A la par nuestra, lentos en su paso, los vehículos. El tipo se impacientaba, era obvio que no traía pistola alguna; de lo contrario, seguro me hubiera pegado un tiro por abusar de su flexibilidad. De todas maneras no quise oponer resistencia. No por un cachivache obsoleto… ¡con lo barato que resulta salir plomeado de un incidente por estos lares! (buena parte de la escalada de violencia en Guatemala se explica en razón de la impunidad: el 98 por ciento de los delitos que se cometen jamás llegan a sancionarse). Volvió a la carga:

“Y el dinero. ¿Cuánto llevás? A ver, tu billetera”. 

“Ay, mano, si mucho traeré unos treinta pesos”, le dije, pensando que así era. 

“No importa, dame lo que tengás”. 

Saqué la cartera y al abrirla vi que llevaba un billete en dólares que el banco no había querido cambiarme debido a esa política absurda de rechazar divisas cuando consideran que están demasiado gastadas. En silencio maldije por enésima vez la tiranía del capital financiero y, urgido ya de acabar con aquel enervante toma y daca, me dispuse a ofrecérselo: 

“Tenés suerte. Aquí hay veinte dólares que no pude depositar. Es todo lo que llevo”, mentí. “¿Los querés?”. 
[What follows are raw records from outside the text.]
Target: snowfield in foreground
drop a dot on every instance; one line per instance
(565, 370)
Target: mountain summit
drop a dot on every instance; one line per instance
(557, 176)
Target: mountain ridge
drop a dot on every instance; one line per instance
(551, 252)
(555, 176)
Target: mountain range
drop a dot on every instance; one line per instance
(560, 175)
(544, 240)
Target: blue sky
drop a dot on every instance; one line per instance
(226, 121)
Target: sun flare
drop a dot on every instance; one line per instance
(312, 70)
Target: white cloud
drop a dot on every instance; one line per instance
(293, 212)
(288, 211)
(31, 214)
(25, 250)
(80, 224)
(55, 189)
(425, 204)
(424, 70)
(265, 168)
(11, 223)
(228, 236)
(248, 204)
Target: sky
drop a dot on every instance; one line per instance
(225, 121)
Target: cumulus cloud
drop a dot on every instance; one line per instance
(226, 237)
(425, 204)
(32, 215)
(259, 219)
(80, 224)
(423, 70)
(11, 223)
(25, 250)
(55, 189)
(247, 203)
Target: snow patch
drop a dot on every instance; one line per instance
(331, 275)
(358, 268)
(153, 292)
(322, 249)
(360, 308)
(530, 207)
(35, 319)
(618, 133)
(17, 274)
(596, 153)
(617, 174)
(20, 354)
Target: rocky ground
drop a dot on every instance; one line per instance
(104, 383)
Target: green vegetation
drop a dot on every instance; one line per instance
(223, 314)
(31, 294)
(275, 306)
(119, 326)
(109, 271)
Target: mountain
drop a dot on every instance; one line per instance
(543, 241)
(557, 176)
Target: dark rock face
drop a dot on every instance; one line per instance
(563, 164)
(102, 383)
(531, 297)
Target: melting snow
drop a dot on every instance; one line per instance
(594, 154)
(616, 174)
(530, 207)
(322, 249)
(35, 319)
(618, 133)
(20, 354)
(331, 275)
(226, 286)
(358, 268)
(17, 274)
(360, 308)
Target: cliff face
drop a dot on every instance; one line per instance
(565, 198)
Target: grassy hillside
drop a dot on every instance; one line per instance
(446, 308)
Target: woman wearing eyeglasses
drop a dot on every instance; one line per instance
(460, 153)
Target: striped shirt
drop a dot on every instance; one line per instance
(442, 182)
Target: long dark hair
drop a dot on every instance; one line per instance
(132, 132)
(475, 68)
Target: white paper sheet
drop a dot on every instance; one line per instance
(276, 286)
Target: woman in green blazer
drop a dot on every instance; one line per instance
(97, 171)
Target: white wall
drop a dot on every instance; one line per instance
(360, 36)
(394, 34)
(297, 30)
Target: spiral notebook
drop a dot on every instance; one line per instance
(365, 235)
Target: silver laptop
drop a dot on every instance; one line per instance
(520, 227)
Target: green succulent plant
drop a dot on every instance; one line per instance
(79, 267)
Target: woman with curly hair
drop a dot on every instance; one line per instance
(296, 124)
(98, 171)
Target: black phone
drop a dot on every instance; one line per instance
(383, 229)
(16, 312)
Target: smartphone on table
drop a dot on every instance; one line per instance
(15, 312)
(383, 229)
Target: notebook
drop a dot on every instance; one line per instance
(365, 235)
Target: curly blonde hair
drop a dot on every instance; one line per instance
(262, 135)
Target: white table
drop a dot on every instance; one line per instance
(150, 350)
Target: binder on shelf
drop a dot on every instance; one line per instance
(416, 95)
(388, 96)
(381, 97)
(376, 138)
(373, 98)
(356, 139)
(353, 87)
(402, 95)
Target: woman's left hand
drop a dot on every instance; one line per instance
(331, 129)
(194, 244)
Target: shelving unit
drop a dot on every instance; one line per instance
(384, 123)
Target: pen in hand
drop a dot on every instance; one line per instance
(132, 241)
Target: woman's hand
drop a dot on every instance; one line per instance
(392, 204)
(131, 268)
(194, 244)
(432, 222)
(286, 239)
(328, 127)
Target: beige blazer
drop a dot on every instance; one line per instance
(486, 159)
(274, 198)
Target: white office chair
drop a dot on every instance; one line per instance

“Pasámelos”. Se los di. Tomó el pisto con la mano que le quedaba libre –la otra permanecía invariablemente oculta– y lo introdujo en la bolsa del saco, junto con las piezas del teléfono. 

“La próxima vez que nos veamos, vas a invitarme vos a mí”, me quejé, temiendo que ahora sí se sacaría la escuadra del costado. Ignorando lo que dije, y dándose por satisfecho tras conseguir lo que se había propuesto, concluyó a modo de despedida: 

“Andate pues”. 

“Mejor andate vos, que yo voy más lento”, respondí, señalando con la nariz a su moto y a mi bicicleta. 

Pateó la palanca, arrancó el motor y se fue zumbando hasta perderse entre el tráfico y la noche. Yo proseguí también mi camino tomando el mismo rumbo, compelido por la inyección de adrenalina que sentía borboteándome en las venas, consciente de la dicha de haber podido saldar el episodio a cambio de tan sólo ciento cincuenta quetzales y un móvil anacrónico y desvencijado. 

¿La dicha? Sí, la dicha. Peor hubiera sido acabar con los sesos esparcidos en el pavimento por una insignificancia, como tantísimos otros –el costo de la violencia en nuestro país alcanzaba, en el año 2006, unos 2.4 mil millones de dólares: el doble de los daños causados por la tormenta Stan y más del doble de los recursos asignados a los gastos en salud y educación

La dicha, por otro lado, de contar –aún– con oportunidades suficientes para no tener que correr riesgos fingiendo que voy armado para asaltar en la calle a gente indefensa y distraída. La dicha de contar con un trabajo, pésimamente pagado y sin opción a seguridad social, pero trabajo al fin y al cabo. 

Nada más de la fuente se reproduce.